We are looking for a Senior Site Reliability Engineer (SRE) with deep experience in deploying, operating, and optimizing Enterprise-Grade Database Clusters and Kubernetes (K8S).
You will play a key role in ensuring the data infrastructure is stable, high-performing, scalable, and proactively monitored through modern observability systems.
Key Responsibilities:
Research, deploy, manage, and optimize database systems (SQL Server, Oracle, MongoDB, MySQL, PostgreSQL, Redis, etc.).
Operate, optimize, and scale Kubernetes clusters.
Set up and manage monitoring & alerting systems such as Prometheus, Alertmanager, Grafana, ELK, etc.
Define and fine-tune metrics, alert thresholds, SLO/SLA, and error budgets for database services and critical infrastructure.
Participate in incident response, conduct root cause analysis, and perform post-mortems to improve system reliability.
Build and standardize runbooks / playbooks / documentation to enable fast and effective response in emergency situations.
Collaborate with development teams to improve database/big data products.
Requirements
Minimum 3 years of experience working as an SRE/DBA/System Engineer.

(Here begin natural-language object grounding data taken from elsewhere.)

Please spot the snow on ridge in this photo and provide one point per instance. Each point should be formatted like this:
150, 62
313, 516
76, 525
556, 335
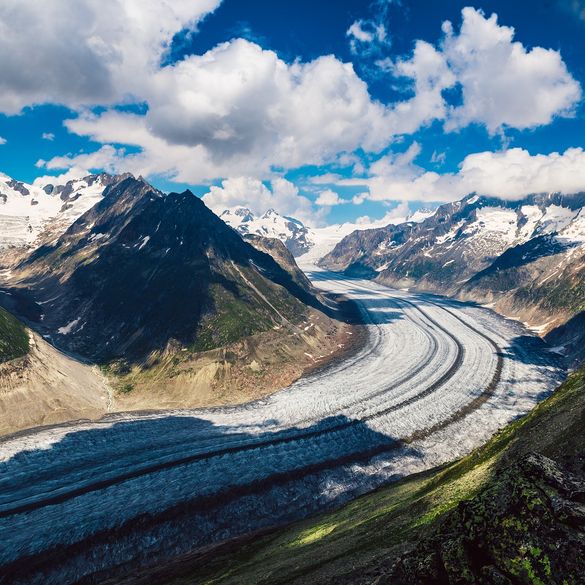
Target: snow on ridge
27, 209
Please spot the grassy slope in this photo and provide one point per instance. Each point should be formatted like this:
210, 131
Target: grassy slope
346, 544
13, 337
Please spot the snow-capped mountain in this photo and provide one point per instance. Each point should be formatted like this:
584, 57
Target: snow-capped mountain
304, 242
294, 235
27, 211
525, 258
144, 269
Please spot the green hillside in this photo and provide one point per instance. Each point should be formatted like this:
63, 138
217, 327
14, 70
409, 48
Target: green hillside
13, 337
499, 515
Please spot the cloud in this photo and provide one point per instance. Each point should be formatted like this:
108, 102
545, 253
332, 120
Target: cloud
576, 7
86, 52
510, 174
241, 110
396, 215
328, 198
366, 36
283, 196
502, 83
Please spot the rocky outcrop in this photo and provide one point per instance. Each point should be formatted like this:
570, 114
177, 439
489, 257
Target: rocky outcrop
526, 526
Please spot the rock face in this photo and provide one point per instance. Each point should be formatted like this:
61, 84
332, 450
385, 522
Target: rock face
30, 213
142, 270
291, 232
526, 526
526, 258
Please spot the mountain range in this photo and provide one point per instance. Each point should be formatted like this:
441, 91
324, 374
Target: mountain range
311, 243
175, 307
524, 258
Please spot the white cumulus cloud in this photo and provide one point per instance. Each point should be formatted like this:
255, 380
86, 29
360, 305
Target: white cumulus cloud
509, 174
502, 83
86, 52
283, 196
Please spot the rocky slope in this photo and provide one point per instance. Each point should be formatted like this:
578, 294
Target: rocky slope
509, 513
177, 308
30, 214
291, 232
310, 243
524, 258
40, 385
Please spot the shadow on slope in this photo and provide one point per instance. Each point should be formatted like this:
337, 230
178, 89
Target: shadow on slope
240, 481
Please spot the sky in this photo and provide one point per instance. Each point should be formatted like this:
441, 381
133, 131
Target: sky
326, 111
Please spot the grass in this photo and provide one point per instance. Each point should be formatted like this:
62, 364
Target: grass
14, 340
379, 525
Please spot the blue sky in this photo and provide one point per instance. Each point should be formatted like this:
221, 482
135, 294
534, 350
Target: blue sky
327, 111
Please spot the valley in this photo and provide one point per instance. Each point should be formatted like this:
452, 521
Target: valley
435, 379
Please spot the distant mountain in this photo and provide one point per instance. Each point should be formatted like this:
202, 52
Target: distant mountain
32, 212
295, 236
302, 241
142, 269
525, 258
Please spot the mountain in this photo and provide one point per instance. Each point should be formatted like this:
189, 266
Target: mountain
142, 268
309, 243
31, 212
40, 385
173, 304
295, 236
524, 258
511, 512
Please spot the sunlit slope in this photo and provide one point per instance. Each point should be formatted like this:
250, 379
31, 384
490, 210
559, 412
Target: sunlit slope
499, 511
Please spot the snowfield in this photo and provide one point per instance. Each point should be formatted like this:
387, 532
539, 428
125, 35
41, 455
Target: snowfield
435, 379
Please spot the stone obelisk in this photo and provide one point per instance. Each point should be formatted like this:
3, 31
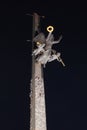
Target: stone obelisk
37, 95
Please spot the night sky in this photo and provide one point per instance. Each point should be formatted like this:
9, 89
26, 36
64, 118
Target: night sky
65, 87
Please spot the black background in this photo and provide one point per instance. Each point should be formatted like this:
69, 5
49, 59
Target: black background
66, 92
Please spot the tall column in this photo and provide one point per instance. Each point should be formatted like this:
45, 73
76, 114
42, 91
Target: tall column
37, 106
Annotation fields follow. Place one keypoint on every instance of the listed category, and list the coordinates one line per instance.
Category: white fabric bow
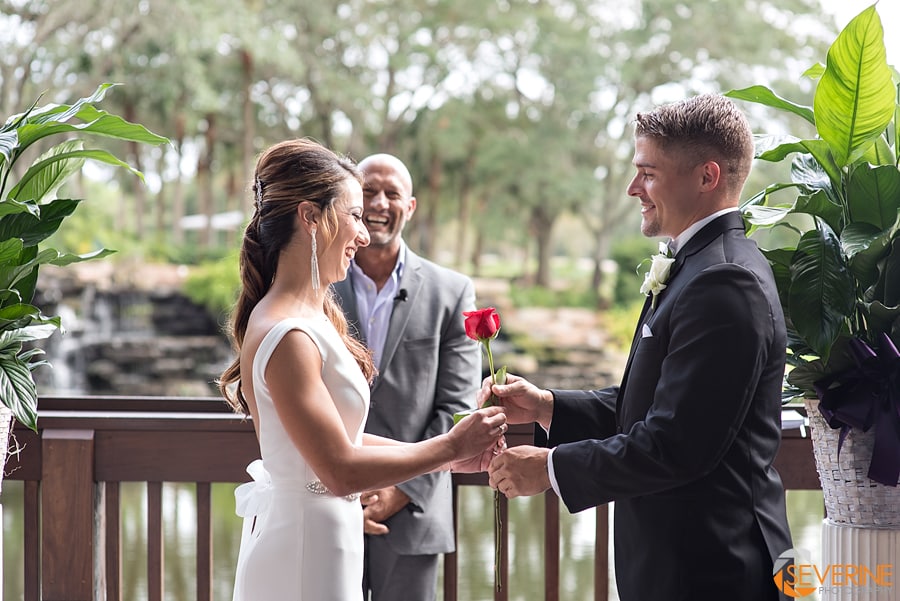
(254, 498)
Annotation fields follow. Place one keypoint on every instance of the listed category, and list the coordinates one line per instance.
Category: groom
(685, 444)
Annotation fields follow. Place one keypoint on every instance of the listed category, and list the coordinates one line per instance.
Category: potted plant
(30, 212)
(837, 268)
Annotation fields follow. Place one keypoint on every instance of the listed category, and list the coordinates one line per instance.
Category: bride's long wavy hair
(287, 174)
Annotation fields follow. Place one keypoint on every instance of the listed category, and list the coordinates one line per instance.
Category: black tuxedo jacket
(685, 445)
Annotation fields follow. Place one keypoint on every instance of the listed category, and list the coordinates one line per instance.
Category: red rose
(482, 324)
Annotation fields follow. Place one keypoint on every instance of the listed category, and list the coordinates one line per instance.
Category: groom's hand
(524, 402)
(379, 505)
(520, 471)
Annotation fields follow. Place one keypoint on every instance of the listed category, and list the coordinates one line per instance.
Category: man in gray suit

Proficient in deploying, operating, and optimizing database systems (SQL Server, Oracle, MongoDB, MySQL, PostgreSQL, Redis, etc.) in on-premise or on-cloud environments.
Experience in deploying and operating Kubernetes in on-premise or cloud environments (EKS, GKE, AKS).
Experience in setting up metrics, alert thresholds, and dashboards for database systems and infrastructure.
Ability to be on-call, monitor alerts, and handle or escalate system incidents in a timely manner.
Proficient with monitoring & logging tools such as Prometheus, Alertmanager, Grafana, Loki, ELK Stack,...
Ability to write automation scripts using Python / Bash / Go.
Good knowledge of networking, storage, performance tuning, backup & recovery.
Strong system thinking, proactive in identifying and resolving issues.
Preferred Qualifications
Experience operating Enterprise-grade database clusters such as SQL Server, Oracle, MongoDB Enterprise is a plus.
Experience operating distributed databases or high availability clusters (Patroni, Galera, Sentinel, etc.) is a plus.
Experience with big data systems (Kafka, ClickHouse, Elasticsearch, etc.).
Relevant certifications such as MCSA/MCSE/Azure Database Administrator, Oracle Database (OCA / OCP), MongoDB Certified DBA / Developer, CKA/CKAD, AWS/GCP Certified or other DB Admin Certifications are a plus.